—Par Selim Lander —
Cela faisait plaisir de voir la grande salle de l’Atrium bien remplie pour un spectacle musical qui nous change des chanteuses et chanteurs dits sans doute à juste titre populaires mais dont les mélodies, il faut bien le reconnaître, ne vont pas chercher bien loin. La présence de tant de spectateurs pour Les Noces de Figaro est la preuve, si besoin était, qu’il existe en Martinique un public non négligeable pour la « grande musique. N’y a-t-il pas d’ailleurs sur notre île une tradition pour l’art lyrique, de Christiane Eda-Pierre à Fabrice Di Falco ? Tout cela pour dire que nous attendons davantage de spectacles du même genre. Sans doute ai-je dû déjà écrire quelque chose de semblable : bis repetita placent.
Ne rêvons pas : déplacer une troupe et un orchestre d’opéra au complet pour interpréter les Noces comme cela se fait à Paris ou à Aix-en-Provence serait financièrement totalement déraisonnable. On ne dira pas pour autant que ce qui nous fut donné à voir fut un spectacle au rabais, d’ailleurs monté par un metteur en scène d’originaire de la Martinique et pas seulement puisqu’il y a effectué toute sa scolarité, de l’école primaire de Trénelle jusqu’au lycée Schoelcher avant de s’envoler pour la capitale. Avec la troupe Opéra clandestin, Hervé-Claude Ilin propose une version mi-théâtre (Beaumarchais, en français) mi-opéra (Mozart-Da Ponte, en italien). La distribution est réduite (six chanteurs-comédiens pour sept personnages) tandis que « l’orchestre » se résume à un trio (piano, violon, violoncelle). Les parties chantées alternent avec des intermèdes de pur théâtre. Mais ce dernier est en réalité tout le temps présent. Certes, les mises en scène d’opéra se sont modernisées et les chanteurs ne sont plus cantonnés dans une attitude hiératique, face au public, pour lancer leur « air ». Ilin va plus loin ; il a des innovations radicales, celle qui l’est le plus étant sans doute de nous présenter une comtesse (Lucie Emeraude), au début enceinte et à la fin avec son bébé dans les bras. Autre exemple, Cherubin commence son air, sans doute le plus célèbre de l’opéra, Voi che sapete che cosa è amor, Donne, vedete s’io l’ho nel cor, … (Vous qui savez ce qu’est l’amour, Femme, voyez si moi je l’ai dans le cœur, …) en bégayant avant de se reprendre, tellement il est ému. Sophie de Guerry donne à ce même Cherubin l’allure d’un petit voyou qui n’a peur de rien, en survêtement et casquette sur la tête. L’apparition du comte, Jean-Fernand Setti – aussi grand de taille que S. de Guerry est courte (comme nous disons ici), ce qui produit déjà un effet comique – en peignoir et jambes nues fait également sensation. De même que Guillaume Figiel-Delpech qui campe un Don Basile échappé de la case aux folles. Ce ne sont que des exemples d’une mise en scène passablement déjantée pour notre plus grand plaisir.

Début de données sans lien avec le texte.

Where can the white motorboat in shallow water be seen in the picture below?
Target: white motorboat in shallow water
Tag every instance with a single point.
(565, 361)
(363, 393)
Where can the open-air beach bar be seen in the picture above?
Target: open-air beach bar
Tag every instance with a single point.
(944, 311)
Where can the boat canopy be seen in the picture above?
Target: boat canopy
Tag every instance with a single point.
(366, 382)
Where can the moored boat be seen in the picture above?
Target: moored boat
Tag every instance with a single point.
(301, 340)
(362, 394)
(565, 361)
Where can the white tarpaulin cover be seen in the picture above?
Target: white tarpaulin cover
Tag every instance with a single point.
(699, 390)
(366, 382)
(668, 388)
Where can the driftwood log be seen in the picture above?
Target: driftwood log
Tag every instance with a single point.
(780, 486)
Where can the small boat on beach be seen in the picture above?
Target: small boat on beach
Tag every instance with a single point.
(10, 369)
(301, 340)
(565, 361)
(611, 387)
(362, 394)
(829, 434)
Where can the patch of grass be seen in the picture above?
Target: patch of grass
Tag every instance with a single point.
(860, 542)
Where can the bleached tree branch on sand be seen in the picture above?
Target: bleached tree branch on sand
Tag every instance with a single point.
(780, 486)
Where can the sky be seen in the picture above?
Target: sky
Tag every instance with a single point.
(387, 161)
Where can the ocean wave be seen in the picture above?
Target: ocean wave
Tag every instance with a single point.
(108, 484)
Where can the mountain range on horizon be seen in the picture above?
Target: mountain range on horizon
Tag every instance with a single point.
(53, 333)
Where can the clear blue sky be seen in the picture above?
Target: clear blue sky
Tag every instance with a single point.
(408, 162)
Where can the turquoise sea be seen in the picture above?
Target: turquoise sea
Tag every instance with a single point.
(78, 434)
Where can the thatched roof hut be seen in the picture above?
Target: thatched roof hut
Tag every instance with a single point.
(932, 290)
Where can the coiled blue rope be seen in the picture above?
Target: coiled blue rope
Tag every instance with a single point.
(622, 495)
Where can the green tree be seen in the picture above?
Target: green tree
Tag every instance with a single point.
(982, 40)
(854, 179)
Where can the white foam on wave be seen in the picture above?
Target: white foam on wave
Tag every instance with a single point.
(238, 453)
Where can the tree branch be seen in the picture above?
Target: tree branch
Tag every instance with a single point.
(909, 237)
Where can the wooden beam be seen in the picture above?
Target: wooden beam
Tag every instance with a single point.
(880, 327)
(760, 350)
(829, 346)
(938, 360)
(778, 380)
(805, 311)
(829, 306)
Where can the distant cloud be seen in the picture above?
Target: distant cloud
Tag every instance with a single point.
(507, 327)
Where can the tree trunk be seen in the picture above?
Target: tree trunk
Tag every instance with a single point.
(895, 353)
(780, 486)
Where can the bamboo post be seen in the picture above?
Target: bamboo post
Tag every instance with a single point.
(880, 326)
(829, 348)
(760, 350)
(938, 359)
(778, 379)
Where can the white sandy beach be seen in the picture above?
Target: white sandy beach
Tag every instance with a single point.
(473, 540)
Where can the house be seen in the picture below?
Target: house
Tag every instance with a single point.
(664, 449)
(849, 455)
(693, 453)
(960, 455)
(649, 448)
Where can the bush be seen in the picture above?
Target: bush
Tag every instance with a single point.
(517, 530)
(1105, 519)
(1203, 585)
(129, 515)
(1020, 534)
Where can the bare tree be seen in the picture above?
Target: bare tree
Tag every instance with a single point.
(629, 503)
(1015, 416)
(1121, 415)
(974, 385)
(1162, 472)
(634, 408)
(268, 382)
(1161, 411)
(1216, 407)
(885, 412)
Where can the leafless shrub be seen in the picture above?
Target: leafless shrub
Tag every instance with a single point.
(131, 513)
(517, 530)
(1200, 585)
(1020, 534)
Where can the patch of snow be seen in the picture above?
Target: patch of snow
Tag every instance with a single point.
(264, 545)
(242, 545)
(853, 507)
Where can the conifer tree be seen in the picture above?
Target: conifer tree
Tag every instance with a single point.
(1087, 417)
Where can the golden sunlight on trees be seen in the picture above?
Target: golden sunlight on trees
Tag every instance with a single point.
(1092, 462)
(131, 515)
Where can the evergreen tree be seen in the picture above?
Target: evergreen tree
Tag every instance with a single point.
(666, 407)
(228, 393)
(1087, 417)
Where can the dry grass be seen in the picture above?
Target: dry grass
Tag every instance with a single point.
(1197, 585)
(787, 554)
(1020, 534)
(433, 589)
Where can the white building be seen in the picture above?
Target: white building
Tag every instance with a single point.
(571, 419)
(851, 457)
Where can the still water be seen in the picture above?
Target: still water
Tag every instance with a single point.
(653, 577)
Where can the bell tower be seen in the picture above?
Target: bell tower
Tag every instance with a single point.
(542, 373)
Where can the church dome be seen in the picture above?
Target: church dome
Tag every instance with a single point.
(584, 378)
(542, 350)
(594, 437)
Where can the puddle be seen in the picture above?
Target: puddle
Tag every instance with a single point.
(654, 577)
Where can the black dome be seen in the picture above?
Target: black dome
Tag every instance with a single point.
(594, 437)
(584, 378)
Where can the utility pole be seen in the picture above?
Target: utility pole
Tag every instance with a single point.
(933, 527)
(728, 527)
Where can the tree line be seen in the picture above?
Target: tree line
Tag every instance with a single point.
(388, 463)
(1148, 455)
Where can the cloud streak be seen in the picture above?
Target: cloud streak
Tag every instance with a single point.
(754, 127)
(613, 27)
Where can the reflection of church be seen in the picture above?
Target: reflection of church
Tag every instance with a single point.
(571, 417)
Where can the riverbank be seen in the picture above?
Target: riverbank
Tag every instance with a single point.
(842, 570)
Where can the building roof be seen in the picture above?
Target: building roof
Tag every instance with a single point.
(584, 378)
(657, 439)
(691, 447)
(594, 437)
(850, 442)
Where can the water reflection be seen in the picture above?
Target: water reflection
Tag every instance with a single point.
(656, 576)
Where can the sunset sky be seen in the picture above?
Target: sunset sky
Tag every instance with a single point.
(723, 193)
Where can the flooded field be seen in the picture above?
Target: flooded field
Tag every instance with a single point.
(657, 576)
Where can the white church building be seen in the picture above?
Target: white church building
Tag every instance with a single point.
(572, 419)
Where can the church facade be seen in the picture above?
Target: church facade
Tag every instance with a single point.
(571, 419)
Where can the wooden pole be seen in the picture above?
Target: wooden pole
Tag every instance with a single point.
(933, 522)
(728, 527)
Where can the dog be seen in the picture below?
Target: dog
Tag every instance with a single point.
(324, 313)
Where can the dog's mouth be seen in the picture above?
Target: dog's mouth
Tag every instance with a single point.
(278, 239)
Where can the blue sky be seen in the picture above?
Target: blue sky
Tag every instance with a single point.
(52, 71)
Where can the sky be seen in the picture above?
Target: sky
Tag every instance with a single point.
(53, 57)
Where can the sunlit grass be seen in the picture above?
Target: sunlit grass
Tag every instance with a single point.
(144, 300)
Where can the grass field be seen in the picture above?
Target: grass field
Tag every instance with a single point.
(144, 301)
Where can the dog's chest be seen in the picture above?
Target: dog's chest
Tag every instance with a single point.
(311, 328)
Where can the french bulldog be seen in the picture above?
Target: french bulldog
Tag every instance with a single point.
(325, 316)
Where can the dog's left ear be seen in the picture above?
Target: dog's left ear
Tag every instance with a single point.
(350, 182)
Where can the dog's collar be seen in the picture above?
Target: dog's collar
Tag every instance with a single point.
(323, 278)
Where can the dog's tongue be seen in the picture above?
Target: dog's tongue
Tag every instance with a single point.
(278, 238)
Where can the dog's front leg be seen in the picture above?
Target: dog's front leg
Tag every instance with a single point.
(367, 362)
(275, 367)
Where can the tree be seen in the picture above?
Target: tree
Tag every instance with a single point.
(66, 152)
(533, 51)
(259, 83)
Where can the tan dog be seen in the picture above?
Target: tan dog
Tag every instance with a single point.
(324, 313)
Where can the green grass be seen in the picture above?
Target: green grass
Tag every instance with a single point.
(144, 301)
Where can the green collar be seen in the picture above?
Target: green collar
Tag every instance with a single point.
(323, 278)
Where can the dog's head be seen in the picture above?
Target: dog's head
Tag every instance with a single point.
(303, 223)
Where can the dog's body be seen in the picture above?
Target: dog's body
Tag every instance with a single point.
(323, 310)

Sur le plan purement musical, la prestation est plus qu’honorable. L’orchestre réduit à trois instruments s’avère suffisant ; il donne évidemment à la musique une couleur très différente de celle produite par un grand orchestre. Quant aux chanteurs, tous comédiens pleins de prouesse, ils nous ont, à commencer par Ravij Cerezo Chugani dans le rôle titre, ravi également par leurs voix, même si l’on sentait parfois chez Suzanne (Sonia Menen) ou Cherubin un manque de puissance.
Tropiques-Atrium, Fort-de-France, 3 mars 2023.